Fico por aqui até me lembrar de desculpar toda esta maldade,
Todo o desgosto, todo este desperdício de gente
Que não entendo, nunca entenderei.

No Enigma

No enigma, no existir, 
No momento de sentir
O sagrado do etéreo do profano,
Há uma luz que se ilumina,
Uma cor que pinta a folha de vermelho.

Tempestades de Verões,
Esplanadas em verso,
Concretizo-me na madrugada do meu regresso.

Porque fui talvez alguém que não sou
E sou quem hei-de ser,
Economias dispersas,
Tolices de chamas, fogo da ilusão,
Mais uma noite e morro,
Mais teatros dispersos 
De dias que custam tanto,
É tão real o que me custa
E tão melancólico que me perco.

Amor a Deus

A sombra da vontade residual
Ainda presente e ausente,
Pois é vão o que desejo
E o que sinto é apenas acessório
Num mundo carnívoro de sensações, de imagens
Que passam e não lembram de se recordar,
O assunto não se define,
É mero instrumento condutor em palavras, ação
Que mora nos corpos despidos, que vestem qualquer coisa,
Não sei, mas a noção de nulidade persiste,
Rostos inanimados, cão, gato e espelho de impressões,
De repente há uma coisa ou algo que mobiliza o sentimento,
Mas esquece ao que vem
E a cegueira mobiliza-me,
É um cântico negro da manhã que nasce
Que foge em aleluias, amens vários,
É nisto que Deus existe
E busco eternamente o grande amor que há em si.

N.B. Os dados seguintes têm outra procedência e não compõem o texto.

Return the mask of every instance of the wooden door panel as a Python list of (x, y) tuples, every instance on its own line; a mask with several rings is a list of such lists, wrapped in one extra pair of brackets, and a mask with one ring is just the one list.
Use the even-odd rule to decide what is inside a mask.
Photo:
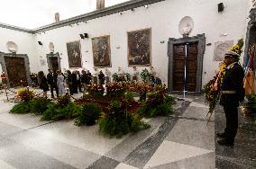
[(59, 67), (59, 61), (58, 61), (58, 58), (57, 57), (50, 57), (50, 64), (51, 64), (51, 67), (52, 70), (54, 72), (56, 72)]
[[(24, 58), (18, 57), (5, 57), (7, 76), (11, 87), (27, 85)], [(21, 83), (23, 81), (23, 84)]]
[(187, 45), (187, 90), (196, 92), (197, 70), (197, 43)]
[(185, 46), (175, 45), (173, 50), (173, 91), (184, 90), (185, 76)]

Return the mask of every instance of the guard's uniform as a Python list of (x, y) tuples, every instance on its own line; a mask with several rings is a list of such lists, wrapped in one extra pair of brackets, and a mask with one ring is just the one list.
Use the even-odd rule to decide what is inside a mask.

sexta-feira, 3 de janeiro de 2014

Atento

Atento em som de maré cheia,
Areia de onda, temporal de chuva,
Barco à deriva que perdeu o sentido,
A orientação, o norte,
A nota musical de piano subtil
É hora dolorosa e que se apartou de sentir,
Magia sem ilusão,
Letra, crucifixo, oração e dor.
Há manhãs que sobram, ausência
E eu que vivo já sem viver,
Eu que já não sei contar histórias à identidade
E regresso ao habitual, ao comum
Sem nada.
Quando sinto a morte em cena de filme
Que é a minha vida
Acendo o sofrimento, a mortalha de fé,
Verso de cegueira, razão que tapa os olhos
Que já viram toda a miséria da existência
A olhar o enredo de futuro que resiste a tudo.

Não

Perder-me na vasta e lânguida paisagem do homem que sofre,
Que chora a sua hora de tristeza agarrado a um canto da sala,
Só em tons de murmúrio que se prende do seu peito tosco,
Como é ausente e distraído nesse leve chorar de nada ter,
Apenas sentir o relógio a sucumbir,
Como tudo é nulo e lento,
Inconsciente,
Como quando se perdoa a existência
Por haver subtração de vozes que em silêncio o puxam
Para o real, para o imanente,
Mas a ausência de tudo escapa ao que observo,
As vozes adensam-se como horário de maior trânsito
E não desculpo este enegrecer
Que é conflito,
É tudo o que não pode ser,
Mas amanhã é o dia de ajustar as contas com o Infinito
E, então, deixo ao homem as contas não declaradas ao legal,
Ao científico, ao marginal, ao escurecer
A minha conta de anos em que fui santo sem o saber.